Waiting for Nothing

Tom Kromer wrote about his life tramping during the Depression, the tricks he used to try and rustle up a free cup of coffee, to get people to give him enough money to flop somewhere warm for the night. He made it out to Santa Rosa by 1931, harvesting grapes and by 1932 was working the fields in Napa. The book was written in 1933 while he was enrolled in the California branch of the Civilian Conservation Corps at Camp Murphys in Calaveras County (north of Angel’s Camp).

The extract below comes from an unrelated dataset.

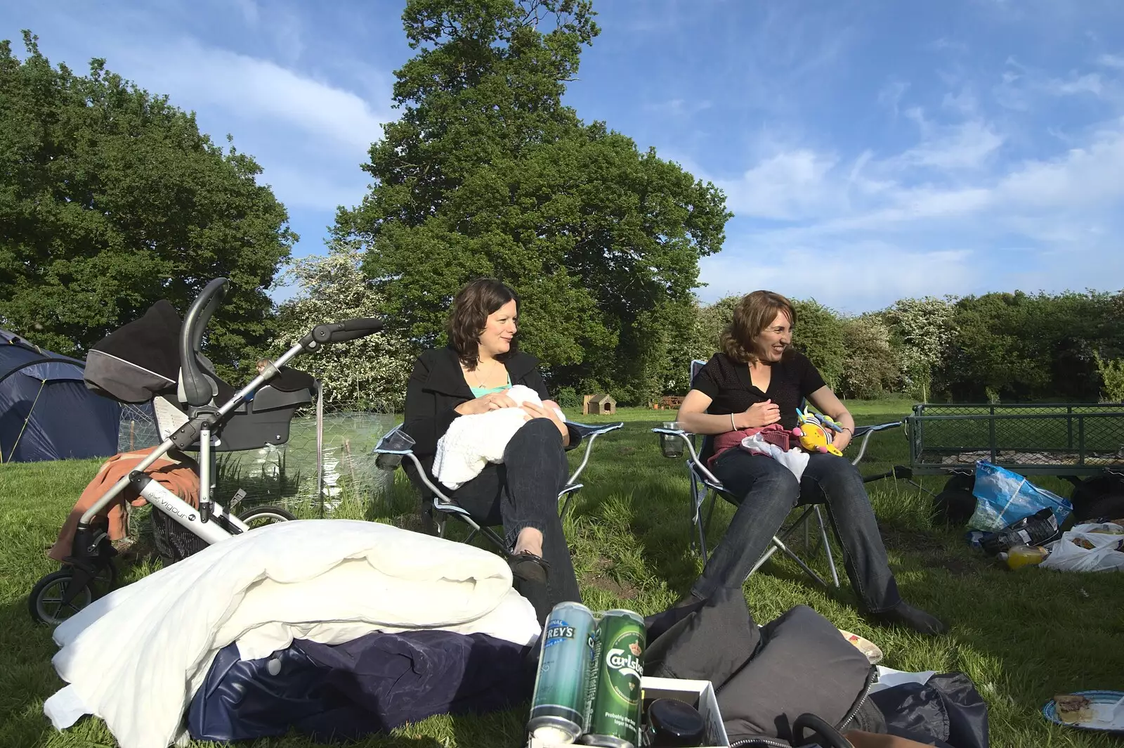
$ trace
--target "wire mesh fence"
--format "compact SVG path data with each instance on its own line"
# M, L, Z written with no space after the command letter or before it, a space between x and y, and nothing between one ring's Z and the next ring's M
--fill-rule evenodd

One great story in here about a trick he learns from another tramp—to buy a donut, drop it on a corner where women wait for a streetcar, wait for a different group of ladies to arrive, walk up to the donut and stare at it, then scurry away to eat it behind a telephone pole. Women would come up and give money to him after seeing that act. Tales of bums huffing the gas that runs the heating system, gas hounds who soak a handkerchief full of gas and drip it into a glass mixed with water, called “derail.” Bums hunkered down in an abandoned building to sleep in the rain, hustled out by cops. Taking pennies and trying to barter for half loaves of stale bread hoping that the baker would just give you the loaf. Walking into fancy restaurants and loudly asking the manager for a meal so he’d make a big deal of being generous in front of customers. Riding the rails out west where it’s at least warm and hiding money in his bandaged arm. And the mysterious chapter 4—which disappeared from some versions of the book—where a he accepts hospitality from a “fairy” dressed up in women’s clothes who offers him a meal and a warm bed.